When we do get this coronavirus vaccine, it better not just be cake.
Wife: I want a divorce.
Me: [into drive-thru intercom] One divorce please.
Santa Claus & his elves wouldn’t be able to wrap the gifts needed for all the children in the world quickly enough unless they had more limbs. Therefore, the logical conclusion is that they are all octopuses & the “North Pole” is actually the lost city of Atlantis. In this essay,
ME: Hi. I’m in the gym parking lot.
HUSBAND: That’s great! Are you finally working out?
ME: No. My car broke down. Can you come pick me up?
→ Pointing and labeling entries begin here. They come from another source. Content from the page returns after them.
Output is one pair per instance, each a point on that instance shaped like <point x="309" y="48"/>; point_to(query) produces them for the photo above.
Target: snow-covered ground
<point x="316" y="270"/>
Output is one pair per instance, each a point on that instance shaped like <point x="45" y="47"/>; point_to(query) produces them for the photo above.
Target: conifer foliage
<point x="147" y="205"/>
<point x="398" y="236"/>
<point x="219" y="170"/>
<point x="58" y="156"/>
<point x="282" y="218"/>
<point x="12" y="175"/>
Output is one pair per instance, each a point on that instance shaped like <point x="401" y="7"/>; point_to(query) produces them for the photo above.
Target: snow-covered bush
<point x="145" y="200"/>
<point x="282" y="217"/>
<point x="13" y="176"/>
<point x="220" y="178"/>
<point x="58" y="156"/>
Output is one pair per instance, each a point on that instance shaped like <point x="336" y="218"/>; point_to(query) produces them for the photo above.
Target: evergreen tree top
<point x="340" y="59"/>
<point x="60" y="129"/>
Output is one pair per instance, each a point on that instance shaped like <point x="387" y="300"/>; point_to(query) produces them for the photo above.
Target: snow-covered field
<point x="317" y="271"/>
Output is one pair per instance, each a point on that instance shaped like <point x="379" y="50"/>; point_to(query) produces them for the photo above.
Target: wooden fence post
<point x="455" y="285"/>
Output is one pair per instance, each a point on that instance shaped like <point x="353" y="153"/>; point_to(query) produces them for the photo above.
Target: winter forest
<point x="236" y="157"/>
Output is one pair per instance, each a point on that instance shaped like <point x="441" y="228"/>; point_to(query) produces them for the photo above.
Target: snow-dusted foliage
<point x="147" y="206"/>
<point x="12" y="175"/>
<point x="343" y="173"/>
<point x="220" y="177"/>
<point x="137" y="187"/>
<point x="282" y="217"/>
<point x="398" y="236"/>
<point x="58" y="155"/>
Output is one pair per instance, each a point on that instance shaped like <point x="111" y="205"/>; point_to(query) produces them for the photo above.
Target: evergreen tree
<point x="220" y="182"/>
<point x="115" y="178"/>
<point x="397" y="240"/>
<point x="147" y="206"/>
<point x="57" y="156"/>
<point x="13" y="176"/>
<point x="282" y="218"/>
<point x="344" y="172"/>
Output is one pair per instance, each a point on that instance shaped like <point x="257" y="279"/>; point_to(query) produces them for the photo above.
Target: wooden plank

This place is really scary.
My 3yo niece wants dead grapes.
Raisins, she wants raisins.
“Wow, more ABBA. Shocking.”
-anyone on road trips with me
You know when you do Secret Santa and you give the person a gift card, glove and scarf set in handmade gift bag you sewed yourself and you get a stained coffee mug with Halloween candy in it?
That.
Her: I’m an only child
Me: There are literally billions of children
boss: you’re fired
me: [slamming fist on couch] you woke me up for this?
ME: *puts on sunglasses*
NEIL DEGRASSE TYSON: *slaps them off my face* glasses made of the sun would instantaneously melt your head
Autocorrect changed “baby rattle” to “baby battle” and now I’m googling where to buy tiny weapons.
Unicorn: Come on man, do it just one more time.
Dragon: This is the last time.
Unicorn: Hell yeah!
Dragon: [toasts unicorns marshmallow]
What my neighbors thought of me after they moved in:
1. She’s eating cake
2. She’s eating chips
3. She’s eating cake again
4. She’s dipping chips in the cake
Your sex life as a parent basically becomes “Fifty Shades of Pray Those Kids Stay Asleep.”
Hobo-looking dad with preschooler who won’t stop seeks similarly afflicted for caffeine, playdates.
Cop: know how fast you were going?
Me: 30
Cop: faster
Me: 217
Cop: what? no 72
Me: 54
Cop: I already told-
Me: negative 12
Cop: get out
Police looking for a man who stabbed six people with knitting needles.
He seems to be following some sort of pattern.
My mother doesn’t believe in expiration dates, she’s on day 3 of believing in food poisoning.
I thought I drank my coffee too fast and thought I was hallucinating seeing bugs everywhere but it turns out I did in fact leave a window open and a bunch of ants got in
God: I’ve always regretted not making you the dominant species
Man: But you did—
Dog: She was talking to me
Moms 2007: I don’t know why you text LOL when you aren’t literally laughing
Moms 2017: Cry face emoji, clapping hands, three monkeys
My kid told his preschool teacher that we have a dog (we don’t) and that our dogs name is barf (?) so no, I don’t trust anything out of a toddler’s mouth
Anyone: Hey, can I ask you a personal question?